In Steering the Craft, Ursula K. Le Guin mentions one of the exercises she has used most with her creative writing students, the so-called chastity exercise. To avoid overloaded and bombastic styles, she asks that an entire page of prose be written without adjectives or adverbs. It's complicated, she tells us, because even words as basic as “just” or “then” are adverbial, so sometimes it's not possible to eliminate them all. But surely you can remove all the adverbs ending in “mind” and the pompous adjectives. In the end, the result is a very chaste and very plain prose text. And because you have put all your energies into the verbs and nouns, it is stronger and richer.

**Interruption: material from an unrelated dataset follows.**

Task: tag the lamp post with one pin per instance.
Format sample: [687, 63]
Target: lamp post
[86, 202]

Conspicuous and elaborate styles abound, it is true, and chastity would not hurt at all for a few. Where does this false idea come from that to write well you have to overload the text? It is evident that, when this happens, the writer is more concerned with demonstrating how well he writes and the number of adjectives he uses than with conveying a specific idea or emotion. He wants to impress and fears he won't be able to do so if he doesn't use inflated language. And he does not fail: he who writes this way is not in the least interested in hearing that he has enough words to spare. He is happy with his fatness and takes offense at the suggestion of a diet.
And what about oral language? Contrast this “obesity” in written expression with the current verbal poverty, especially among young people. Generalizing is never fair, as always, there are exceptions, but I don't think I'm exaggerating when I say that sometimes it's truly terrifying to listen to young people's conversations. I am sitting in the cafeteria of a Faculty of Letters in Madrid. Next to me, there are some students talking and I listen. “Like, man,” one of the young women begins, “I'm amazed that Marta caught Chema. Like, I don't understand how that guy rents you. He is ugly mallet.” To which her friend replies: “Like, me neither.” Fillers, clichés, limited vocabulary. In two seconds, all hope of nourishing the imagination with a compelling story vanishes.
I suppose that this anemic oral language, at least in appearance, is due to multiple reasons. One of the reasons always given is that people read less and less. I think that no one doubts the importance of reading and it is not my purpose to delve into it here. The abbreviated language of social networks permeates the language, which suffers from a serious illness: it is remaining in its bones. In any case—and here we return to written language—it is not about improving expression with a caloric diet based on adjectives and adverbs. It is not (only) about expanding vocabulary, but about giving weight to what is truly important, which are verbs and nouns. Deep down, and although they have a different origin, both languages suffer from the same obesity: that of building from scraps and flourishes, from everything that adorns the language.
The language has to be effective, appropriate for what is being told. Whenever they ask me which novel I have learned the most from, I answer the same thing: The big notebook, by Agota Kristof, the story of two children, twin brothers, who during World War II are left by their mother in the care of their grandmother in a small village. Well then; This novel has a vocabulary that does not exceed a thousand words. “Just enough, without filler, without fat,” as she herself would explain in an interview. In what, then, does the magic of its expressive vigor consist?
Kristof herself wrote in her autobiographical book The illiterate that the style of the novel was due to the fact that he was writing in a foreign language; After fleeing Hungary for political reasons, crossing the border with her husband and her young son, she settled in Switzerland and had to learn French. She writes in what may seem like clumsy French, but whose economy and harshness have hypnotic effects, necessary for what she is telling. She had never said so much with so little.
It occurs to me that the exercise of chastity that Ursula K. Le Guin talks about is something similar to an exercise in efficiency. And effectiveness, both in written and oral expression, has to do with whether we manage to convey an idea or an emotion. Avoid flabby language full of clichés, adjust substance and form, look for the vivid phrase and the right word. Flaubert claimed to have found the latter when his ear told him: when it sounded good. Virginia Woolf expressed it with some beautiful words addressed to her friend Vita Sakville-West: style is rhythm, “a wave in the mind”, the wave, the rhythm come before the words and make the words fit. And the fact is that, beneath the smooth surface of the text, a hidden life has to pulsate, something that makes us feel and that somehow disturbs us. Poet Emily Dickinson said “if I have the physical sensation of my brains being lifted off, I know that is poetry.”